The Knowing Machine

Vulnerabilities are dense. For a long time, this was not known, and caused a lot of strife, although the busy practitioners remediating millions of vulnerabilities on the front lines probably had less time to think about the philosophical questions of security than we like to think. They had a lot of work to do.

They are dense in the way Jonathan Spring proved from first principles at Carnegie Mellon, connecting vulnerability enumeration to the halting problem. Dense in the way frontier AI models have now confirmed empirically, surfacing thousands of novel, exploitable zero-days across the most audited codebases on the planet.

Dan Geer posed the right question at Black Hat in 2014: are vulnerabilities sparse or dense? If sparse, you can patch your way to safety. If dense, patching without prioritization is the myth of Sisyphus, but the boulder is growing in size. Eleven years later, writing with Dave Aitel in Lawfare, he conceded the terms and moved to the next problem. What the industry needs, he argued, is a "knowing machine" that converts hazards into risks, not a "pointing machine" that merely enumerates flaws and screams equally at all of them. They write:

“Even children learn early to point and name—but knowing the word “dog” doesn’t reveal whether the animal might bite. In cybersecurity, we’ve built systems that similarly point and name vulnerabilities without understanding whether they’re truly dangerous. By embracing AI solely for pattern recognition, we’ve created a powerful “pointing machine” that identifies possible threats but does not comprehend their actual impact. What we need instead is a “knowing machine,” capable of understanding how code functions within complex, real-world environments, recognizing not just hazards but the full context of how and whether those hazards might become genuine risks.”

Anthropic's security team’s recent post on preparing for AI-accelerated offense recommended EPSS by name as the way to turn thousands of open CVEs into a manageable queue. It told defenders to plan for an order-of-magnitude increase in finding volume.

We built EPSS and maintain it. It is free, it covers every published CVE, and more than 120 vendors embed it today. Version 5 ships soon with expanded exploitation telemetry and improved calibration. It remains the best global baseline available for predicting which vulnerabilities will see exploitation activity in the next 30 days.

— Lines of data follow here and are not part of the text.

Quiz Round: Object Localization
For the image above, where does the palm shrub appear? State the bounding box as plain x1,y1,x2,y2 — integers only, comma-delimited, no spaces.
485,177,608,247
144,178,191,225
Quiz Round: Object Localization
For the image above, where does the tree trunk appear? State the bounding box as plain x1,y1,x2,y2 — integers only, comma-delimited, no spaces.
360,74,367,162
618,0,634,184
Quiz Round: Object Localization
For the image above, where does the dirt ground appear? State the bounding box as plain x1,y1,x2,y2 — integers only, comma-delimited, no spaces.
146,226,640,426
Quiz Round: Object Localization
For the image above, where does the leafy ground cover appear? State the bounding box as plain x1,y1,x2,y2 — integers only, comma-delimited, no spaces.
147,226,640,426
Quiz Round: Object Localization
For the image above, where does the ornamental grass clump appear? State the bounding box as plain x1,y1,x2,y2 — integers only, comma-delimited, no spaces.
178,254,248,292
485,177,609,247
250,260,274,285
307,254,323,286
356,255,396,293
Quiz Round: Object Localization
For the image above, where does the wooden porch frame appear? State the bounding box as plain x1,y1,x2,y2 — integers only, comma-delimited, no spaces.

Yet EPSS is a global model. It knows what attackers are doing across the internet. It does not know what is running in a given environment, what is reachable, or what controls are in place. The Empirical Global Model adds near-real-time internet exploitation telemetry across more than 17,700 exploited CVEs, roughly ten times the coverage of the CISA KEV catalog. The Local Model goes further still: it trains on an organization's own asset and application data, attack telemetry, environmental context and controls, and remediation history, then measures its performance against observed exploitation.

A CVSS 9.8 carrying a 97% probability of exploitation and a CVSS 9.8 carrying a 0.1% probability are not the same animal. As Geer and Aitel’s Lawfare piece explains, density makes that failure of discrimination lethal, because the cost of treating every critical finding as urgent scales linearly with volume while the actual threat does not.

The pointing-machine era has been long over. The knowing machine is a probability model. The empirical data about density is here.